I also worked in an industry where everyone smoked on their breaks, so it was easy to fall into the habit with them. When I left that job to more of an office job, again it became easier.

As a single income family now I could never justify the cost of buying cigarettes. And with a young daughter I wouldn’t even want to pick her up knowing that I reeked of smoke.

young says:

@Echo- That’s really good that you had the insight and self reflection ability to stop and think about how bad your smoking habit/casual smoking was getting!

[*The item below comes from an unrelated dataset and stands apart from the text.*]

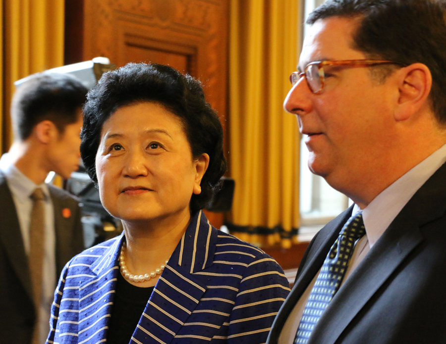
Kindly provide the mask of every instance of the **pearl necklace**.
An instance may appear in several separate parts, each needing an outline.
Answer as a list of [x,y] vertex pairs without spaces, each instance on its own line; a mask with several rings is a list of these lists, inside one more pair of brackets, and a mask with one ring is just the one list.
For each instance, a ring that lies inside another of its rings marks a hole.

That takes a lot of guts and self discipline…BC banned smoking in the bars and restaurants, too…it is such a breath of fresh air. Now when I travel to different parts of the world, I am not accustomed to the smoky bars and clubs and restaurants! We are so lucky in Canada 🙂

Boyfriend used to smoke with colleagues on break, but then the past two jobs, no one knows that he smokes. I think that when you do have colleagues or classmates (if one is in school) who smoke, it’s much harder to quit because your’e surrounded by people who smoke and also you associate the smoking with social situations and acceptance.

andy says:

Its not easy,trust me .It hard than said so,need all help to cured the smoke habits

Thanks goodness I never took up smoking. I think I had two cigarettes when I was young and that was it. 🙂
Never got into it. Such a bad/expensive habit.

young says:

@retirebyforty- Definitely very lucky! I think it’s important not to get into it when you’re young, because that’s the easiest time to get hooked!